Die Herausforderung für neue Fonds besteht im Aufbau eines glaubwürdigen Wertversprechens neben den bereits etablierten Fonds. Starke Governance-Strukturen werden dafür genauso wichtig sein wie gezielte Partnerschaften mit anderen Fonds und erfahrenen Asset Managern, um von deren Kompetenzen und Wissen zu profitieren.
Für heutige Staatsinvestoren hat die Finanzierung der Energiewende höchste Priorität. So bezeichneten 66%beziehungsweise 53% der Befragten die Auswirkungen des Klimawandels und die finanziellen Kosten der Energiewende als zwei der drei grössten Risiken für das globale Wachstum im kommenden Jahrzehnt. Als grösseres Risiko wurden nur die geopolitischen Risiken betrachtet.
Zwischen 2017 und 2023 stieg die Zahl der staatlichen Investoren mit ESG-Richtlinien im Segment der Staatsfonds von 46% auf 79% und bei den Zentralbanken von 11% auf 59%. Der anfängliche Treiber der zunehmenden Bedeutung von ESG-Faktoren waren dabei die negativen langfristigen Auswirkungen von Klimarisiken auf die Anlagerenditen: Im Jahr 2020 waren die «Verbesserung der Rendite» und die «Verringerung des Risikos» die Hauptmotivationen für die Einführung von ESG-Massnahmen.

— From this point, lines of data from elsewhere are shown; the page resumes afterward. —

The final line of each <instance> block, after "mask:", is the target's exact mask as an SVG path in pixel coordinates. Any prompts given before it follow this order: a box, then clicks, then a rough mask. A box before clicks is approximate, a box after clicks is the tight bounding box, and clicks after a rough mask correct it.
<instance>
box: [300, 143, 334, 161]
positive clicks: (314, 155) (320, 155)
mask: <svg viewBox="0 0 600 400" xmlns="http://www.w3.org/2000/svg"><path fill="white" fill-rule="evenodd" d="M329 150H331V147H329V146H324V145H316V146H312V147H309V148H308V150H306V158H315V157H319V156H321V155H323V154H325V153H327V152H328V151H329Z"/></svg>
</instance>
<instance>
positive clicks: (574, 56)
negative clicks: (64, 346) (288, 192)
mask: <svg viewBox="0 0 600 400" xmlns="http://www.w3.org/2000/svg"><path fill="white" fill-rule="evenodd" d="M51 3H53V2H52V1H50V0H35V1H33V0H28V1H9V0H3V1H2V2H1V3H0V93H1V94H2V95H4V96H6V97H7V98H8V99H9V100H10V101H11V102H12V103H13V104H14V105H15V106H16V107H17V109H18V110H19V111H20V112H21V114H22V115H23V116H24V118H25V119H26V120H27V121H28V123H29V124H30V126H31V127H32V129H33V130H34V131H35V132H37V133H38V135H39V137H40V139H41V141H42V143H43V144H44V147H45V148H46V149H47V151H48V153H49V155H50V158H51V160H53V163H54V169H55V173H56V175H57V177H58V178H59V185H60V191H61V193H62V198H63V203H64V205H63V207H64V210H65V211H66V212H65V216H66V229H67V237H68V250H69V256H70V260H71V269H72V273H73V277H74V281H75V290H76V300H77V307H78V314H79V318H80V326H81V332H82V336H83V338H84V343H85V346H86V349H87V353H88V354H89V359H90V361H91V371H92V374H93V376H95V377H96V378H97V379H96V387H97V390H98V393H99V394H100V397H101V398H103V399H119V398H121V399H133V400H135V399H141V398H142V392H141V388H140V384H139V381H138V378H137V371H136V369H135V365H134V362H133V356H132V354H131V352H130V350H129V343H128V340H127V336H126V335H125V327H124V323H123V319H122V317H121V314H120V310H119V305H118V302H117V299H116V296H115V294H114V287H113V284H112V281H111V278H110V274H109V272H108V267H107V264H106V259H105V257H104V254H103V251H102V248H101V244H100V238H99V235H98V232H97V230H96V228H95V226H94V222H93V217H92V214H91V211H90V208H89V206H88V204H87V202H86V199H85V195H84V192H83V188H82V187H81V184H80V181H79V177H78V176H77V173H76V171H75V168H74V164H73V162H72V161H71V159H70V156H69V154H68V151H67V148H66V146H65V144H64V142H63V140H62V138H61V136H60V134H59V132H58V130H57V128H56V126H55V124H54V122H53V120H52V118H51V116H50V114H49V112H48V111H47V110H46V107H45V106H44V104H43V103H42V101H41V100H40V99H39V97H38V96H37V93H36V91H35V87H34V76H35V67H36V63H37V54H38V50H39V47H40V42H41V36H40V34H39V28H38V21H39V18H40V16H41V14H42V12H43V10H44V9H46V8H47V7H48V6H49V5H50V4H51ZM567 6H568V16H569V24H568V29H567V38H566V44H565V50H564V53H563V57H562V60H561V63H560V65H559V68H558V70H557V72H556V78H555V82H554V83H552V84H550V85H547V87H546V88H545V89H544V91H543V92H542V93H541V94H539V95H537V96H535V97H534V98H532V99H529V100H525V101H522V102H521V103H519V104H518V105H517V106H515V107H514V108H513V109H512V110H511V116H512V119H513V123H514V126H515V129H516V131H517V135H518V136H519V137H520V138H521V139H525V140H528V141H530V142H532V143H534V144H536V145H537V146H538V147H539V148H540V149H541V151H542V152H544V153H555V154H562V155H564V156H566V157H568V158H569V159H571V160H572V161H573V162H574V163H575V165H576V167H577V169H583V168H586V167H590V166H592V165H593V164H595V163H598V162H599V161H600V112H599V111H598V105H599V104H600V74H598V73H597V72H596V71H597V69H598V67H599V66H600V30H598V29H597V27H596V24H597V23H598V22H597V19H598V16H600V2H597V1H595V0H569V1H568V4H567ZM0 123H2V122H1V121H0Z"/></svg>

Die russische Invasion in der Ukraine hat jedoch die Bedeutung der Energiesicherheit stärker in den Fokus gerückt und für zusätzlichen Anschub für ESG-Initiativen gesorgt, wodurch die Anwendung von ESG-Kriterien unter Staatsinvestoren in diesem Jahr stärker zugenommen hat als je zuvor.
«Durch die starke Fokussierung auf die Energiewende setzen Staatsinvestoren auch stärker auf grüne Infrastruktur und Green Bonds», sagt Ringrow. «Staatliche Investoren mit einem längeren Anlagehorizont ziehen zunehmend Direktinvestitionen in grüne Infrastruktur in Betracht, um die Wirkung ihrer Anlagen zu maximieren. Insbesondere Investment- und Liability-Staatsfonds sowie Staatsfonds mit Entwicklungszielen halten ‚Direktinvestitionen in grüne Infrastruktur‘ für den wichtigsten Ansatz zur Finanzierung der Energiewende.»